Pouco admirava que não conseguisse se sentar numa sela; parecia
pesar mais do que a maioria dos cavalos. Tão eloquente como era
vasto, começou pedindo a Winterfell que confirmasse os novos
meirinhos que tinha nomeado para Porto Branco. Os antigos tinham
andado segurando prata para Porto Real em vez de pagá-la ao novo Rei
no Norte. - Rei Robb também precisa da sua própria moeda - declarou
- e Porto Branco é o lugar ideal para cunhá-la - ofereceu-se para
se encarregar do assunto, se o rei desejasse, e depois passou a falar
de como havia reforçado as defesas do porto, detalhando o custo de
cada melhoramento.
Além de
uma casa de cunhagem, Lorde Manderly também propôs construir uma
frota de guerra para Robb.
- Há
centenas de anos que não temos força no mar, desde que Brandon, o
Incendiário, tocou fogo nos navios do pai.
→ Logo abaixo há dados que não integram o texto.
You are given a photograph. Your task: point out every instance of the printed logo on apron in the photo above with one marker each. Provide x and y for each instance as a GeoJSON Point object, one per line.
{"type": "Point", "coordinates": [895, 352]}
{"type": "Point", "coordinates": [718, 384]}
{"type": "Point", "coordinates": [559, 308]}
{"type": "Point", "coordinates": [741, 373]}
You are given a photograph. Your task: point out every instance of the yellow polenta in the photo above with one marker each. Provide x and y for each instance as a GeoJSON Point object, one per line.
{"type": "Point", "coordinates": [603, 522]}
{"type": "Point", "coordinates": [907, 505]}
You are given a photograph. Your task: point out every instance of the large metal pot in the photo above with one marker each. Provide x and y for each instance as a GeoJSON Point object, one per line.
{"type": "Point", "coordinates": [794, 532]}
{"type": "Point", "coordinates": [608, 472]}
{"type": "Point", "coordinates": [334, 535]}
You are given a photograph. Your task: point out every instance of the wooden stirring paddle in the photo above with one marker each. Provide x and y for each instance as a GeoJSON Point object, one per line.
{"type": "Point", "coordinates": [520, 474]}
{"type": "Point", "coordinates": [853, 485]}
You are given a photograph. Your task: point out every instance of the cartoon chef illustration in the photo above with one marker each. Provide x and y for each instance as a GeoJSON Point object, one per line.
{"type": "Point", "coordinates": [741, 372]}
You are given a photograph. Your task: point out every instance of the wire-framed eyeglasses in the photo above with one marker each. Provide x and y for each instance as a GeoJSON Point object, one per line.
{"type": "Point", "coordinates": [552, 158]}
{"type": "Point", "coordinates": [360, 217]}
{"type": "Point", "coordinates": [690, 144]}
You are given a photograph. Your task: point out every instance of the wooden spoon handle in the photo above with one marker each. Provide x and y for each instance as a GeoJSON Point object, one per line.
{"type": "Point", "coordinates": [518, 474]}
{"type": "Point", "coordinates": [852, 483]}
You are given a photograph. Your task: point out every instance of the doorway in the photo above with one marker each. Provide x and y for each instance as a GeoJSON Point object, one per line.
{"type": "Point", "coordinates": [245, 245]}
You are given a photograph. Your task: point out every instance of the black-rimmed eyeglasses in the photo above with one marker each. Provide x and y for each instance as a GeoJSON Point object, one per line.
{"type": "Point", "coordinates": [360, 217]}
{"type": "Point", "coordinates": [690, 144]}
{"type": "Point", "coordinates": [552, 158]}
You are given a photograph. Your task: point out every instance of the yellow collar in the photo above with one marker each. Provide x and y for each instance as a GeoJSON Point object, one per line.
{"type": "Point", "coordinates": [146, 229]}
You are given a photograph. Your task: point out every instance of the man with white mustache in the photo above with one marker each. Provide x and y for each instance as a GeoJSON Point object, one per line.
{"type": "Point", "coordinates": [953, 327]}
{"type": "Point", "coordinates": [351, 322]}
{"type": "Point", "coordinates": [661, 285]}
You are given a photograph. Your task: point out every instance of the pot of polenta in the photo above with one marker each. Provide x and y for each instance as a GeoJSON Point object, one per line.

Concedam-me o ouro
necessário, e ainda este ano porei para flutuar galés em número
suficiente para tomar tanto Pedra do Dragão como Porto Real.
O
interesse de Bran foi despertado pela menção feita a navios de
guerra. Ninguém lhe perguntou, mas achou a idéia de Lorde Wyman
magnífica. Na imaginação já conseguia vê-los e se perguntava se
um aleijado havia alguma vez comandado um navio de guerra. Mas Sor
Rodrik p remeteu apenas enviar a proposta para consideração de
Robb, enquanto Meistre Luwin arranhava o pergaminho.
O
meio-dia chegou e passou. Meistre Luwin mandou Poxy Tym para as
cozinhas e almoçaram no aposento privado queijo, capões e pão
preto de aveia. Enquanto estraçalhava uma ave com dedos gordos,
Lorde Wyman inquiriu polidamente a respeito da Senhora Hornwood, que
era sua prima.
- Ela
nasceu como uma Manderly, sabe? Talvez, quando seu luto terminar,
queira voltar a ser uma Manderly, hein? - arrancou uma mordida da asa
e deu um largo sorriso. - Ora, acontece que eu sou viúvo há oito
anos. Já é mais que hora de tomar outra esposa, não concordam,
senhores? Um homem se sente só - pondo os ossos de lado, estendeu a
mão até a perna. - Ou se a senhora preferir um rapaz mais novo,
bem, meu filho Wendel também não está casado. Ele foi para o sul a
fim de guardar a Senhora Catelyn, mas sem dúvida desejará arranjar
uma noiva na volta. Um rapaz valente e alegre, o homem certo para
ensiná-la a rir de novo, hein? - limpou um pouco de gordura do
queixo com a manga da túnica.
Bran
ouvia o estrondo distante de armas que entrava pelas janelas. Não
tinha o menor interesse em casamentos. Gostaria de estar lá embaixo
no pátio. O senhorio esperou, até que a mesa fosse limpa, antes de
puxar o assunto de uma carta que tinha recebido de Lorde Tywin
Lannister, que mantinha prisioneiro seu filho mais velho, Sor Wylis,
capturado no Ramo Verde.
-
Oferece-me sem resgate, sob a condição de eu retirar de Sua Graça
meus recrutas e jurar parar de lutar.
- Irá
recusar, é claro - Sor Rodrik exclamou.
- A esse
respeito, nada temam - garantiu-lhes o lorde. - Rei Robb não tem
servidor mais leal do que Wyman Manderly. No entanto, reluto em
deixar meu filho em Harrenhal mais tempo do que o devido. Aquele
lugar é mau. Dizem que é amaldiçoado. Não que eu seja o tipo de
homem que engula essas histórias, mas, mesmo assim, é o que é.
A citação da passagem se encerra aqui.